Читаем Симеон Гордый полностью

– А ты живой?! – воскликнула одна из них, всплескивая руками. – Баяли, кака-то черна смерть, дак уехал, тут уж сплели, и помер одночасьем!

– Помер? Стало, жить буду! – отозвался Онька, не глядючи на глупую бабу. – В Нове Городи мор! А я ищо тамо не бывал покуда! – Боле баять не стал. Хозяйка поставила горячие шти, и Онька с дороги, не отрываясь, опружил полную латку.

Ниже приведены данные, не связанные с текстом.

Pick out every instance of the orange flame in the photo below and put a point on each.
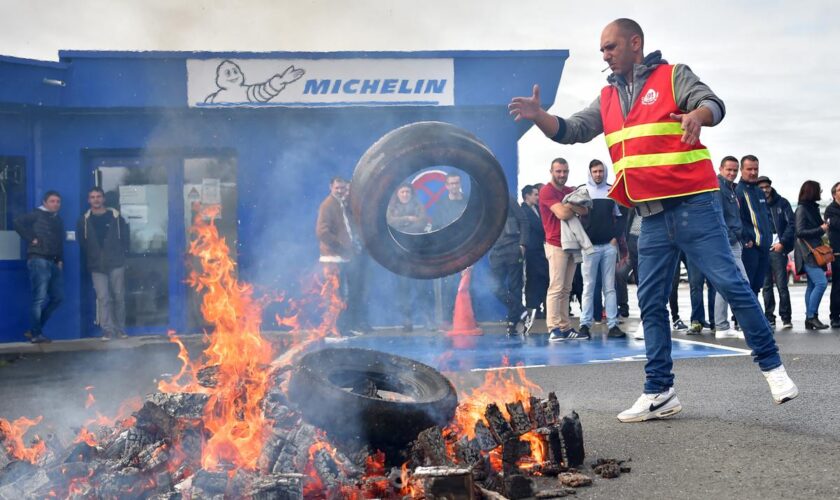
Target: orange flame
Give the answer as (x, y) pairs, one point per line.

– Моей-то хошь не натрепали? – спросил сурово, отвалясь от стола. Жонки заотнекивались, залопотали. – То-то! – прервал полоротых баб Онька.

– Я, тетка Окулина, у тя заночую! – сказал и полез на печь. Заснул скоро. Первую ночь не думалось о татях коневых!

Проснулся он в редких сумерках утра, сжевал хлеб, выпил оставленное с вечера молоко и пошел запрягать коня.

Скоро телега с привязанной бочкою углубилась в лес, уже светлый, в хрустальной росе, весь ожидающий солнца, и покатила, оставляя мокрый примятый след на седых травах, глухо стуча по выпуклым корням берез. Хорошая телега! Онькина гордость. Колеса обтянуты железом – без Потаповой помочи ни в жисть бы такую не соорудить! Дак зато теперь – вона! Хошь до Кашина поезжай!

У куста спелой малины трещали и суетились сойки. «Что бабы давешние!»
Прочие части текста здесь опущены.